TiVo-Rhapsody Partnership Brings Video Recording a New Sound

Oct 15, 2007 8:00 AM

Faced with increased competition from cable and satellite-supplied DVRs, Apple TV, and FiOS, along with the impending introduction of Moxi and the emerging world of Vista-based Media Center PCs, TiVo is doing its best to remain relevant and cutting-edge.

The company’s latest partnership puts Rhapsody’s 4-million-track music library on the TiVo menu, giving subscribers access to music as well as video. The hope is that Rhapsody will expand the company’s profile beyond being the generic term for digital video recording to being a name in the music industry as well.

A Rhapsody subscription operates as a site license for subscribers. The $12.95 monthly fee covers any electronics members use to access the Rhapsody library: a PC, MP3 player, Sonos multiroom music system, and now TiVo.

TiVo subscribers who opt into the Rhapsody program, which is available via broadband connection only, go through a Rhapsody section on the TiVo menu. Rhapsody is one of the options under the Music, Photos, Products, and More section on the main TV screen, and the interface has been tweaked to give it a TiVo-like look and feel.

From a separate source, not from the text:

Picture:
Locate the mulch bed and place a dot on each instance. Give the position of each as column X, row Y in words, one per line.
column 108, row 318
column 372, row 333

The companies offer some integration between the two services. Users can tap the TiVo remote control to give thumbs-up or thumbs-down ratings to music in the same way they indicate an opinion on a TV show. Rhapsody then uses those preferences to make recommendations about additional artists or music that a subscriber might like. The more users rate music, the more customized the music is to their tastes.

Whether consumers will take to music via TiVo enough to shell out an additional $13 a month is a looming question. The companies hope to leverage the TV screen in a way that offers consumers a simple way to access, filter, and organize millions of tunes. The Rhapsody library is organized by genre, album, artist, title and users can create their own playlists. In addition, the service pushes new music to users in new release format.

Consumers currently receive music channels for free as part of cable and satellite subscription packages, but TiVo CEO Tom Rogers notes that users don’t get to choose music with those channels. “With Rhapsody, consumers can personalize their music and have full choice so that they get what they want when they want it,” he told journalists last week at the launch event for the service.

The Rhapsody deal follows TiVo’s announcement earlier this year that broadband TiVo users can now download content from Amazon.com. Owners of TiVo Series 2 and Series 3 boxes can rent or purchase movies from Amazon’s Unbox service, which offers individual TV shows for $1.99 per episode and movies for between $9.99 and $14.99. Movie rentals start at $1.99.

Unbox RemoteLoad technology allows customers to buy videos from one PC and download to another computer or a TiVo box. Bundled with RemoteLoad is a second file optimized for playback on a Windows Media-compatible portable device such as the Creative Zen or Toshiba Gigabeat.